I had a factory mounted scope on a Savage Axis and when I got to the range I couldn't get a decent grouping.
Found that the base mount screws weren't tightened down, much less torqued to the receiver.
Took the rifle back home and removed everything and used some acetone to clean the threads, broke out the locktite and started to assemble back up.
Dave
For scopes with no Parallax adjustment many shooters adjust their eye relief so that a scope shadow shows around the scope to assure their eye is centered in the scope.
Weaver 420M is a low profile, one piece base for your rifle. I have one and it works great for me because I like to keep my scopes close to the barrel. It has a half moon cutout for loading rounds.
A common problem with many, including Savage front scope ring base holes is that a too long screw will bottom out against the barrel tenon threads, and not tighten the scope ring base to the action as it should. To check for this error, remove the scope and rings, and rear screw on the front base, and see if the base is still tight. If loose, remove the screw and get a shorter one, or shorten it by grinding off a thread or two until you can torque it (20 INCH pounds) and the base is tight. Use a thread setting compound like LockTite on all ring and rail mounting screws.
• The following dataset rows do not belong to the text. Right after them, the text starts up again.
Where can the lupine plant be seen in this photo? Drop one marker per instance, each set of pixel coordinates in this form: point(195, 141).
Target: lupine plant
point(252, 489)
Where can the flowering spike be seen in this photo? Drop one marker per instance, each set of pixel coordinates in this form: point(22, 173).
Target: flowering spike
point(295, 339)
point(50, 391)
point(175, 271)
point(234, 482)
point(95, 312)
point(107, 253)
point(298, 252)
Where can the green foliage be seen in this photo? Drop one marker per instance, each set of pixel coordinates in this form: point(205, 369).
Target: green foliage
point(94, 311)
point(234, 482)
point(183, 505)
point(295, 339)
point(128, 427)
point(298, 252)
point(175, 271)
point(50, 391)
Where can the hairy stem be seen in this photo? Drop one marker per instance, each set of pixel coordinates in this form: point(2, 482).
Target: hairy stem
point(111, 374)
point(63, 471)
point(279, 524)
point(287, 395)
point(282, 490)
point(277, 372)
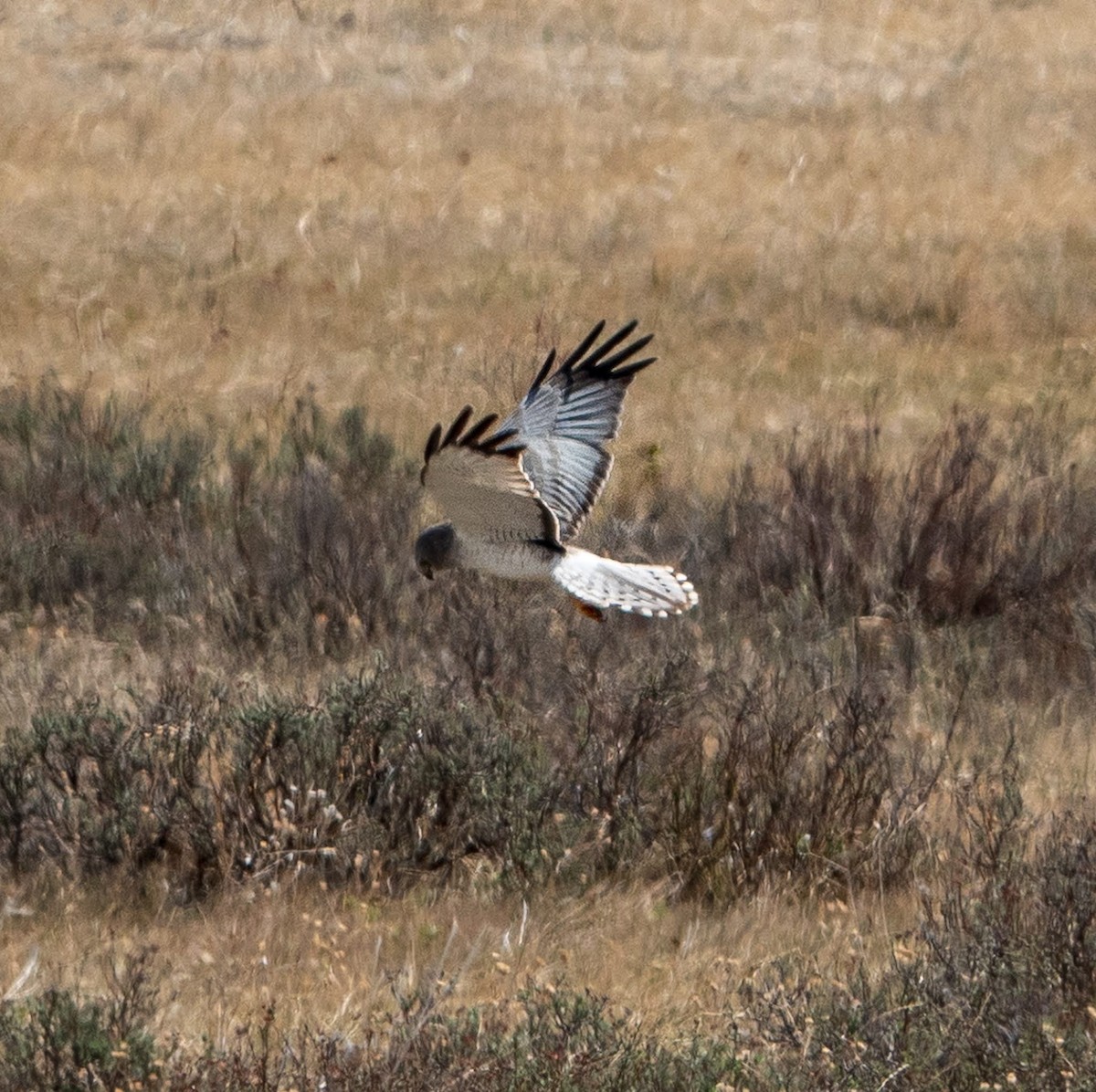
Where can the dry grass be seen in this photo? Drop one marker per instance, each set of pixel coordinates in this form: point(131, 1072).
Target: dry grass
point(334, 961)
point(217, 206)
Banning a gun will not solve what is a mental health crisis inflamed by incendiary rhetoric on social and television media. The first amendment in this case is less precious and more likely the causal factor than the second amendment.
I'm always trying to shave weight off my hutning rifles, so that's what I use - the Weaver base with the extended portion on the front of the receiver. That allows me a little room to position the scope forward and back.
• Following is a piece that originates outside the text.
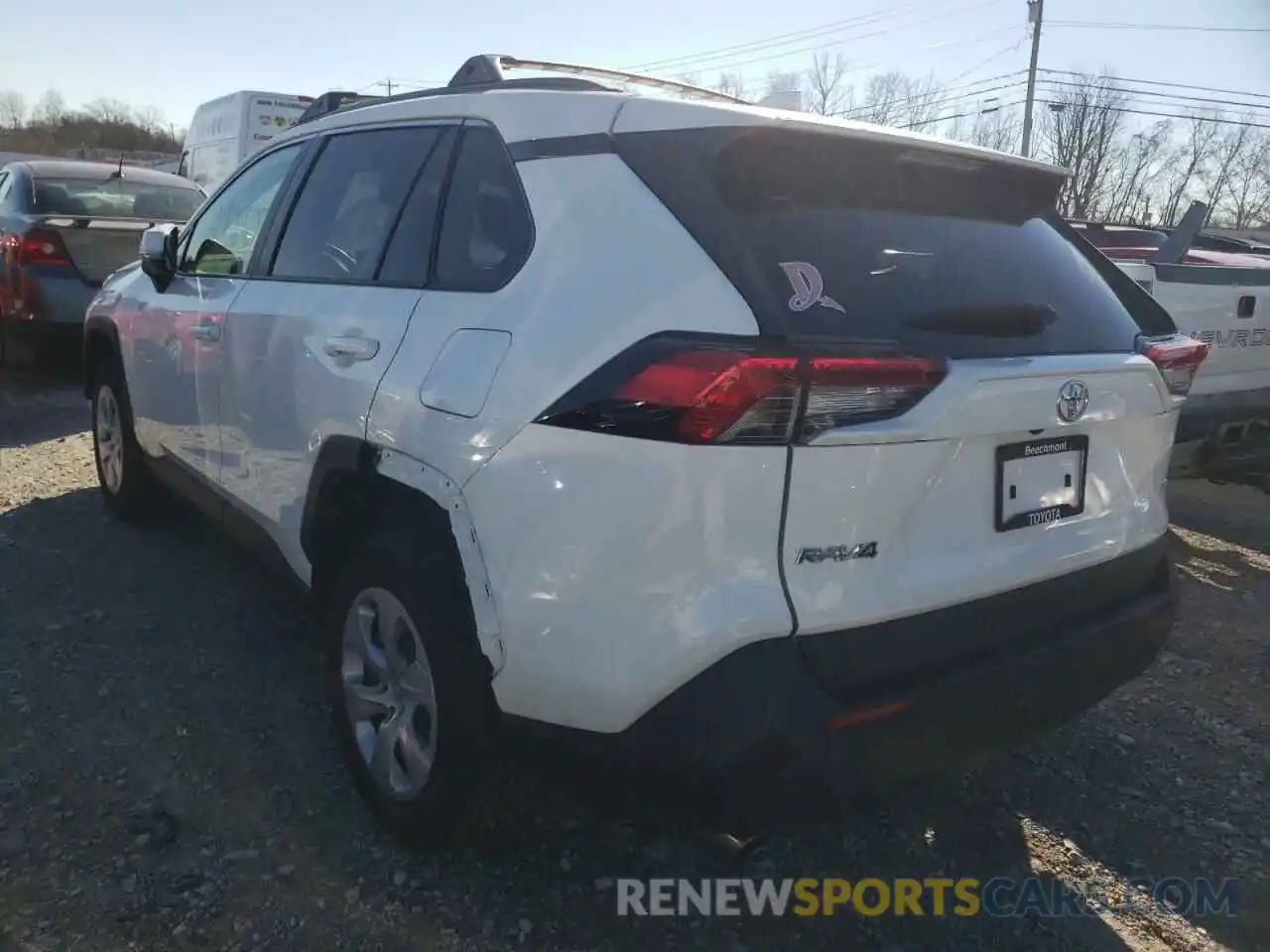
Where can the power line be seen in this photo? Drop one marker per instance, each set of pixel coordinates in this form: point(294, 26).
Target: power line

I also agree about checking and replacing the factory mounts. I've never kept a single Savage factory mount and I've pulled a bunch off my buddy's rifles over the years to fix their shooting issues. It's disappointing to me, that inexpensive as quality bases and mounts are, Savage continues to put NON-WEAVER COMPATIBLE steel bases and POS rings on their package rifles. Their rifles and the package Nikon scopes deserve better. In every case where I've had or seen a problem, the bases and rings were literally the weak link. I would never trust those and definitely wouldn't trust that they were mounted correctly by someone at the factory, much less bore sighted anywhere close.
Get used to doing your own research and work on your rifle, and you will be very happy in the long run. You have a great rifle and a very good scope. That's the expensive stuff. The rest is cheap and easy to replace.
Thank you for all of your suggestions. I will go with a weaver one piece base to give me the adjustability you have suggested.